I’m taking four classes right now, because I thought it would be better to front-load my senior year so that in the Spring I’d have a very light classwork-load and could devote two or even three days a week to Thesis. That was a great plan, until the Course Offerings list came out and there are WAY TOO MANY AWESOME-SOUNDING CLASSES for me to pick just two. I’ve whittled my list down from 12-ish to three classes that I feel like I absolutely have to be in, but…I only need two. Now, I could drop this class I’m in now that I never go to and am not at all invested in, but am currently getting an A- in. The class has two more papers and an exam, though, so that current A- doesn’t mean much. And if I dropped it, I could devote the time I’ve been devoting to doing those readings/Blackboard posts/papers/studying to thesis this semester…but I’ll have dropped a class I’m getting an A in. And is three semi-intense but REALLY REALLY INTERESTING classes senior spring a good idea anyway? Didn’t I want to finish my thesis and then get drunk every day? Balance.
My friendships with people I’ve known my whole life are taking the backseat to my friendships with Princetonians as we all get pulled in different directions. It’s so easy for each of us to just lose ourselves in school and work and those networks of people–when we hang out, like I did with two of my pre-Princeton besties last night, everything is great, but we can lose each other in the meantime. I realized last night that I haven’t even told T or S about my mom being sick, whereas K and E hear about how scared I am all the time. (K even looked up some info about it on the internet, since he’s doing cancer research for his thesis and knows way more than I do. He’s a sweetheart.) Balance.

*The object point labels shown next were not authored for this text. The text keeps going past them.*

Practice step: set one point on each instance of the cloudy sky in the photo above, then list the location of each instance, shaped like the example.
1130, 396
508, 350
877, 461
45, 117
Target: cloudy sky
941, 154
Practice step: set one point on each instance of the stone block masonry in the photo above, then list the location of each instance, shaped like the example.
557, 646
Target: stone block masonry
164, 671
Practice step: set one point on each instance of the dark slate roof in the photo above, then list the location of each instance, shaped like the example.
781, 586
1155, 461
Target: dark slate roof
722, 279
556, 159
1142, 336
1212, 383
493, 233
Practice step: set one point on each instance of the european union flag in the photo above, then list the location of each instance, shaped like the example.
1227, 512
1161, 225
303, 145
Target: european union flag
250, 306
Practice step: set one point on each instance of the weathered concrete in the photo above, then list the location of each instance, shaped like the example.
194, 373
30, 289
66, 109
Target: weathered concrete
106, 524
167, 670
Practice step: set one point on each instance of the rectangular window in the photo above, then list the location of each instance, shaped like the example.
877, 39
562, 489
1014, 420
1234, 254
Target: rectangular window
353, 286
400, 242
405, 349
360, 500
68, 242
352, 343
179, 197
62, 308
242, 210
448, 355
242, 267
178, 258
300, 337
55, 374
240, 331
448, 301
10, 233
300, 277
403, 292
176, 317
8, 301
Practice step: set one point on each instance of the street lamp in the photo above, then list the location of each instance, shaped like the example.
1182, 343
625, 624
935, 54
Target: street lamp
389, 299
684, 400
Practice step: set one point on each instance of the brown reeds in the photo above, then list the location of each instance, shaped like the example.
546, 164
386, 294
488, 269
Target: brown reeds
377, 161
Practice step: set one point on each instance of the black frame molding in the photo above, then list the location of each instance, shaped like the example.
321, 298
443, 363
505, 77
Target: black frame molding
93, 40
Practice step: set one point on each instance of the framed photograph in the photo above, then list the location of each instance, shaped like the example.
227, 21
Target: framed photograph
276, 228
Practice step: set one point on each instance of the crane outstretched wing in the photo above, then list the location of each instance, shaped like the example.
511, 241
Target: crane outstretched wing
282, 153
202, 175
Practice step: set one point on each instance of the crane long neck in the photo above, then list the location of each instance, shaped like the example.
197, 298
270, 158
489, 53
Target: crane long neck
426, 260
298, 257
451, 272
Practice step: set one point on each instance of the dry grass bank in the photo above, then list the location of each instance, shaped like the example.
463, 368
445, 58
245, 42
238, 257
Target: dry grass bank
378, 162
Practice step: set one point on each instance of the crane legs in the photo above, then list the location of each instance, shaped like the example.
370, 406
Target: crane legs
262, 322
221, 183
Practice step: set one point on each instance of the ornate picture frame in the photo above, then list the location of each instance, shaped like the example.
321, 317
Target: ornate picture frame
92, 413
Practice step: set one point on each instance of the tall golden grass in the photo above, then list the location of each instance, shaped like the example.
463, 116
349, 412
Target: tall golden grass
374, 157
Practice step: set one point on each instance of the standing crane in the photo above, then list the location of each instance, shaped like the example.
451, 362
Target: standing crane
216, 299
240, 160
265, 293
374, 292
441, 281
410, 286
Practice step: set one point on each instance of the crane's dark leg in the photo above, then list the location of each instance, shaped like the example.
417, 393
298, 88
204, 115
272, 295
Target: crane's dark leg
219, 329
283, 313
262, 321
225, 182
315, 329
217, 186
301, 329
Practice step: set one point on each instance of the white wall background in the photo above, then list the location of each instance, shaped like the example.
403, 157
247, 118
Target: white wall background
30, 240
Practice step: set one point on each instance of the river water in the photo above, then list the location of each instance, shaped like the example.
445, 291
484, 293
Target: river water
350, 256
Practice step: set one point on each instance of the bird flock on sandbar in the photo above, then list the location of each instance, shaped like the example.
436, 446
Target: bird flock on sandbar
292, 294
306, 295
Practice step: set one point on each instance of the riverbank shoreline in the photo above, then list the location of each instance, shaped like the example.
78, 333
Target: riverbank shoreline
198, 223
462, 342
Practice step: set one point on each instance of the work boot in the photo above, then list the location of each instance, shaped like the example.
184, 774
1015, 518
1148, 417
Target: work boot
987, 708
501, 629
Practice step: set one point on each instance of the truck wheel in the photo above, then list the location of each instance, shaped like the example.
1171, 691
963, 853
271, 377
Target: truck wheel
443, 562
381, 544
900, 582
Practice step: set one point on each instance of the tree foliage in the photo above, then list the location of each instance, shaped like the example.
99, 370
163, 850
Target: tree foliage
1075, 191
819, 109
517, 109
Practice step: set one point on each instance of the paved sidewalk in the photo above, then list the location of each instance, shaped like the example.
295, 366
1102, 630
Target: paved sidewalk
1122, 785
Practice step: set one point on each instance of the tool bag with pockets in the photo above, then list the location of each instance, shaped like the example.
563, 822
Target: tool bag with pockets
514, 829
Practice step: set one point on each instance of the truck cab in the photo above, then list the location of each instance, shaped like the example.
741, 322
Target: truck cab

When I used to play Tony Hawk Playstation games in high school (I want none of your judgment), I used to try to rack up these sick combos by doing a bunch of flips in the air and then landing into a grind on a railing or a fence or the top of a ramp or something. And I remember there was like, this little meter that would appear on top of your character when you were grinding, to represent how you were balanced, and there was a green zone of safety and red zones of death (well, falling and losing your combo score) when you leaned too far to either side. I need to find a way to lean to that I’m in the green on all of my meters. Because right now it’s Fall Break and I took exactly one night off to chill and have fun. Right now my shoulders are always tense and I can’t quite seem to loosen up. I need Balance.